If viewed as purely a technical problem, the threat has leapt, Hunt agreed. But companies realise they have bought too much technology that has failed to solve business problems.
"Companies have vastly improved the quality of their IT security in the last year through policies, procedures and, most importantly, by assigning people whose job it is to make sure that technical security measures relate to business risk," said Hunt.
Coviello said that IT administrators are failing to install wireless networks properly, which was becoming a major problem.
A recent trip through the City of London by a monitored drive-by hacker found 124 unsecured wireless networks, allowing access to 207 different networks.
In up to 80 per cent of these cases the default settings of the wireless networks had remained unchanged, allowing easy access by hackers using widely available software.
But extracting company data from a poorly protected wireless Lan still requires a skilled hacker, and far more of a problem for IT managers are rogue Wireless Lans, said Hunt.
"The real challenge is identifying rogue access point, where staff have bought a wireless hub and plugged it into the corporate network.

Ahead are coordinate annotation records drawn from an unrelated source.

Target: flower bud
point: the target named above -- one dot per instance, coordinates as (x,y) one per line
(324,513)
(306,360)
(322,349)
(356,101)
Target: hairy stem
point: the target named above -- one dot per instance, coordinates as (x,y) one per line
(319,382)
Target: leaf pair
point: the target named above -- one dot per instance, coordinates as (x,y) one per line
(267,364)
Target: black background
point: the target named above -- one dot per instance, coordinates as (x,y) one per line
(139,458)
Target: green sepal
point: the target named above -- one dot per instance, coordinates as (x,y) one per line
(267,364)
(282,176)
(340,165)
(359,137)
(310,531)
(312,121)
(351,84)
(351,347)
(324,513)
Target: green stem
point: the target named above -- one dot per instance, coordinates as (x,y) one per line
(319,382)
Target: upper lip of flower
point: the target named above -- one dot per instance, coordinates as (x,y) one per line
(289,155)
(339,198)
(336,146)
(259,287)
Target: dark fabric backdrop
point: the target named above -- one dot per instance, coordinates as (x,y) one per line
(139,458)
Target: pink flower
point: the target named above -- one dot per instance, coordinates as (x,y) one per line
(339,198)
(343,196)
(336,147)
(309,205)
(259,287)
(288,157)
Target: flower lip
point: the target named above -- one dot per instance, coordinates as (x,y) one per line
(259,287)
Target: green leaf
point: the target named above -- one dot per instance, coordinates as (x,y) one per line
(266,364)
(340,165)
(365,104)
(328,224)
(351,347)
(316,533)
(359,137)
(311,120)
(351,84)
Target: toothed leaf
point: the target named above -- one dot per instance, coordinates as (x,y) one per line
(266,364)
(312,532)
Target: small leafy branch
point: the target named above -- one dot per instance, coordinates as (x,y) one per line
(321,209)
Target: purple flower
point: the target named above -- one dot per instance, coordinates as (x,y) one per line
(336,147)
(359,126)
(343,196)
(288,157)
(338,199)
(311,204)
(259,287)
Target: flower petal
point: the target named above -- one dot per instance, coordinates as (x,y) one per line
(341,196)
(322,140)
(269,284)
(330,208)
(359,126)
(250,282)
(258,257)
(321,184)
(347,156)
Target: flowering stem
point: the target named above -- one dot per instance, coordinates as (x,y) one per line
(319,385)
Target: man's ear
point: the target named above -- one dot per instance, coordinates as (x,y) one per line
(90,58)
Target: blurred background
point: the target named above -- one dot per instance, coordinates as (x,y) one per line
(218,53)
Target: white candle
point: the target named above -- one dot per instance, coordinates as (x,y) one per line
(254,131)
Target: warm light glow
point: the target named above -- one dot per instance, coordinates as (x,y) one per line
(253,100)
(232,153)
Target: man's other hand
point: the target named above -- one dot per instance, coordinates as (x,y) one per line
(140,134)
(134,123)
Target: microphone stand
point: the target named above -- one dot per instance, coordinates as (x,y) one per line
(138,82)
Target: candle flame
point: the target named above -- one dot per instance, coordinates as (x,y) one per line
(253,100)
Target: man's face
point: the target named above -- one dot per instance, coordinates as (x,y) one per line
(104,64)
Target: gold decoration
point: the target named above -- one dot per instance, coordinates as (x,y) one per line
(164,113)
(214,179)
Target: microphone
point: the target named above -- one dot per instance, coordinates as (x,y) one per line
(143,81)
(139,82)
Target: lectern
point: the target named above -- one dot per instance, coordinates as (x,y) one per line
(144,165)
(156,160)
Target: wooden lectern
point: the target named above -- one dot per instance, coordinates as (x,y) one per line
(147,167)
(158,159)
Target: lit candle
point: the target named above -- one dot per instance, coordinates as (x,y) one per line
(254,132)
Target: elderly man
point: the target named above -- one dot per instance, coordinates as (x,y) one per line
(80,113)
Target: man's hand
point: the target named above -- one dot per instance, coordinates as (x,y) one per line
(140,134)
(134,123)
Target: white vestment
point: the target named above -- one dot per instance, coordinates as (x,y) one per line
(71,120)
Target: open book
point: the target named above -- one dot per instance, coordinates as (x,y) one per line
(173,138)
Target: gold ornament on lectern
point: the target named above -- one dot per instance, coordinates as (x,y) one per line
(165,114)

"This is the same sort of problem that we had when modems were first introduced and people installed them without authorisation," he said.
According to RSA, organised outside hackers were now causing the most damage, a big shift from last year. Previously internal threats, usually from disgruntled staff were the main problem.
Coviello said UK businesses understood that security was a board-level issue, not just a problem for the IT department. However, this awareness had not been matched by significant funding and so progress was faltering.
Virus problems have continued to damage businesses and individuals, as the number of viruses in the wild is rising rapidly and the low sentences handed out to their creators have not proved a deterrent.
The creator of the Kournikova virus received just 120 hours community service while David Smith, creator of Melissa, was jailed for 20 months.